Iranian Jews score Sharia successes

Operating within the limits of ‘sharia’ law on minorities, Jews in Iran have managed to get equal ‘blood money’ compensation – except in cases where a Jew murders a Muslim,  the penalty being execution, and not ‘blood money’. The community also seeks to tackle the ban on Jews in senior posts in the government and military and the issue of Muslims serving as heads of Jewish schools. The issue of Israel is still out-of-bounds. Larry Cohler- Esses reports for the Forward:

The community is vocal about the multiple forms of discrimination
under which its members live — but without questioning the legitimacy of
the regime or the system of Sharia, or Islamic law, by which it
governs.

Image: Larry Cohler-Esses

Their approach could be seen in what community leaders consider one
of their biggest recent victories: gaining equality in “blood money”
compensation. That’s the amount a person must pay to a family when he is
responsible for an accident that caused a family member’s death.

“We succeeded in getting blood money compensation equalized for minorities,”

Motamed said. “Before, there was a big difference between the money
for minorities and the main population…. It was a very big achievement.”

But the community’s approach did not involve any criticism of Sharia,
which rules on such matters. Instead, Motamed, recalled, “We consulted a
lot of ayatollahs and took testimony from high-ranking clerics to show
there must be equality” under Sharia.

Pleased as he was, Motamed noted that blood money compensation for
non-Muslims remains unequal in cases of murder — and that they are
continuing to push on this.

“Under Sharia… if a Muslim kills a Jew, there will be blood money
payment. But if a Jew kills a Muslim, the penalty is execution,” he
said. Here, too, “we’ve consulted with a lot of ayatollahs and gotten
letters. But it’s still not solved.”

Other unresolved issues the leaders cited involved access to
high-ranking posts in government ministries and the requirement that a
Muslim serve as principal at Jewish schools.

“We have five schools,” Najafabadi said, “and the principals in all
of them are Muslim. There’s no enmity. They’re very cooperative. But
it’s kind of insulting.”

Then there is inheritance law: Under Sharia in Iran, if one sibling
in a non-Muslim family converts to Islam, he inherits the entirety of
his parents’ assets. This, too, community leaders are pushing to change.

Shiraz Jewish compound.

Shiraz Jewish compound. (Photo: Larry Cohler-Esses)

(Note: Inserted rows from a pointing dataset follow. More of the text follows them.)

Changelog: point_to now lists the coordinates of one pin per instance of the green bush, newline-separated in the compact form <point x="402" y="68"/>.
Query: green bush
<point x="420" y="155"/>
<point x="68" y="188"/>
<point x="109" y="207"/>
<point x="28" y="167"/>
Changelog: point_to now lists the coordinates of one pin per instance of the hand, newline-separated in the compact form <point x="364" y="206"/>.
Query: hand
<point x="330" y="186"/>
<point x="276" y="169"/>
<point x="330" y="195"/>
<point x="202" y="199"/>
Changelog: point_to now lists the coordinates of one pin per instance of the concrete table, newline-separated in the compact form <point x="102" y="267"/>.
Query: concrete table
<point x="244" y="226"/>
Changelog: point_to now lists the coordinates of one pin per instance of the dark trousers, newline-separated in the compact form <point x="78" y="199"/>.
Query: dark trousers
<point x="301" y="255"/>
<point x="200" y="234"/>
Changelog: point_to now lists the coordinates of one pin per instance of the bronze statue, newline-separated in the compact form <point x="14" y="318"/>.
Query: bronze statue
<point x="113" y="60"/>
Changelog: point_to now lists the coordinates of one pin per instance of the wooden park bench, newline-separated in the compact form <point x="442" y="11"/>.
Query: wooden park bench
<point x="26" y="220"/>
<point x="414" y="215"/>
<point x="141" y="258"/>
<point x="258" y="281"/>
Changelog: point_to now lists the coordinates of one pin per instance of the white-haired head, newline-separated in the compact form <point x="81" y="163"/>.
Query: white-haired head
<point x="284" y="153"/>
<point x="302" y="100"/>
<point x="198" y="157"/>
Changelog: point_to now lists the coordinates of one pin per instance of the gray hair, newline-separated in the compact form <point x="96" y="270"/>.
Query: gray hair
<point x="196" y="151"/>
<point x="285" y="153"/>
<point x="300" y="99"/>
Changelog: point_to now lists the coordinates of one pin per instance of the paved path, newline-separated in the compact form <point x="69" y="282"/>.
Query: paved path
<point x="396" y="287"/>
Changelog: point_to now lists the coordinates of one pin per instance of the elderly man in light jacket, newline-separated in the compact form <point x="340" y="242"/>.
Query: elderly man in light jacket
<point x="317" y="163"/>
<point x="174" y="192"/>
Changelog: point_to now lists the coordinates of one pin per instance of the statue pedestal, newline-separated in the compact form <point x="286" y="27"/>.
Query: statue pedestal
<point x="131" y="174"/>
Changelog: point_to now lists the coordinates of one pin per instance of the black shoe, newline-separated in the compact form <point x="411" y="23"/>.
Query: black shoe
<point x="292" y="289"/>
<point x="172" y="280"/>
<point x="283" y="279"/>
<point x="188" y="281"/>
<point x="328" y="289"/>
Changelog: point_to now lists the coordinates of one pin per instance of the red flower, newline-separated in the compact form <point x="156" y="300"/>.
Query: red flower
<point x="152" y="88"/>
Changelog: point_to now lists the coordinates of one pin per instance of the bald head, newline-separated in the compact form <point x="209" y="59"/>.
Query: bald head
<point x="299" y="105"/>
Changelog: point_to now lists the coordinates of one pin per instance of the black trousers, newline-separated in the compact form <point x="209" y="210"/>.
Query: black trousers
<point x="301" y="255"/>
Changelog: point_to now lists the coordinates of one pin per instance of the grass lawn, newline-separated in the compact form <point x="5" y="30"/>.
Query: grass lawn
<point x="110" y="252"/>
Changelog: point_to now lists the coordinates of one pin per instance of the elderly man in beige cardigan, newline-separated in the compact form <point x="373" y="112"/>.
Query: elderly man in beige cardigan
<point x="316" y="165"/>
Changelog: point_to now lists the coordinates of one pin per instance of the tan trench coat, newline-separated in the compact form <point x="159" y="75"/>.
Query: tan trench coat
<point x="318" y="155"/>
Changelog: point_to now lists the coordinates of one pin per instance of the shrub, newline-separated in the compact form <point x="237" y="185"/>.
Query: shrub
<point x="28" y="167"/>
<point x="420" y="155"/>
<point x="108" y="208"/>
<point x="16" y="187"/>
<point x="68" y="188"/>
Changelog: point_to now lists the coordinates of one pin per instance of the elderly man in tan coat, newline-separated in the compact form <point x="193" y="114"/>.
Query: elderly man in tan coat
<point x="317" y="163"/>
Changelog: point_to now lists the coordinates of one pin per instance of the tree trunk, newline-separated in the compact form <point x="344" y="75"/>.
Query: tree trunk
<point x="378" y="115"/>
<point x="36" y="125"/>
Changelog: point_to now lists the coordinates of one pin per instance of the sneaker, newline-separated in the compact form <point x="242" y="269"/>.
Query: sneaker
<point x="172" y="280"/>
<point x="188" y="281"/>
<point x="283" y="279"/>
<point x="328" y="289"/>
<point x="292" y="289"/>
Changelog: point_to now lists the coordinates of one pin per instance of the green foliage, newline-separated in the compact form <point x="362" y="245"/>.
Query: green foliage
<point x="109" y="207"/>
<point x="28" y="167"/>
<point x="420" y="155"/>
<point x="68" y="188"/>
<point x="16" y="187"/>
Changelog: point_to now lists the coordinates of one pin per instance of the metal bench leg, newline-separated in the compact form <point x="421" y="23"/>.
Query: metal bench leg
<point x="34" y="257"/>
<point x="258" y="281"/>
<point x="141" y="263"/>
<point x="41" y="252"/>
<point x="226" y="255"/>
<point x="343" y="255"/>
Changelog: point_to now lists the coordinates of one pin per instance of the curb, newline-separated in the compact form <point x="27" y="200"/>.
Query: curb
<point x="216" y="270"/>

On Israel, the community’s leadership must be more circumspect. But
it is no secret that many in the community have family there, or that a
significant number of Jews in Iran have visited Israel themselves. One
teenager in Shiraz told me how excited he had been to visit three years
ago.

“There are people traveling to Israel,” Najafabadi volunteered. But
since the Gaza War of last summer, the government had clamped down, he
said. Some who go are imprisoned, fined and interrogated. Two community
members had been sentenced to 91 days, though this was later reduced to
20 days. Travel to Israel “is declining now because of these problems,”
he said.

Moreh Sedgh even voiced concern for Israel, in his way — his way
being to criticize Israel’s policies as harmful for Israel’s own
interests.

Speaking about Israel’s policy of opposing Syria’s regime under
Bashar al-Assad, which Iran supports, Moreh Sedgh said, “The main enemy
of Israel today is Daesh” — a reference to the extremist Islamic State
fighting to oust Assad. “Of course, the Assad family are not the ideal
leaders for Syria,” he said. But he noted that if Assad is ousted, they
“must be ready for ISIS. What benefit for Israel would that be?”

Despite all these issues, those Iranian Jews who choose to stay can
live a very active Jewish religious and communal life. My second-to-last
night in Iran, I was invited to meet with the local leaders of the
Shiraz community in the large open-air compound that serves as their
community center. About the size of a football field, the compound is
surrounded by high walls that ensure the privacy of those who come.
Tables were spread out with ample food, and by 11 p.m., Jewish families
totaling some 50 or 60 individuals, including children, were dining and
moving around from table to table to catch up on the local gossip.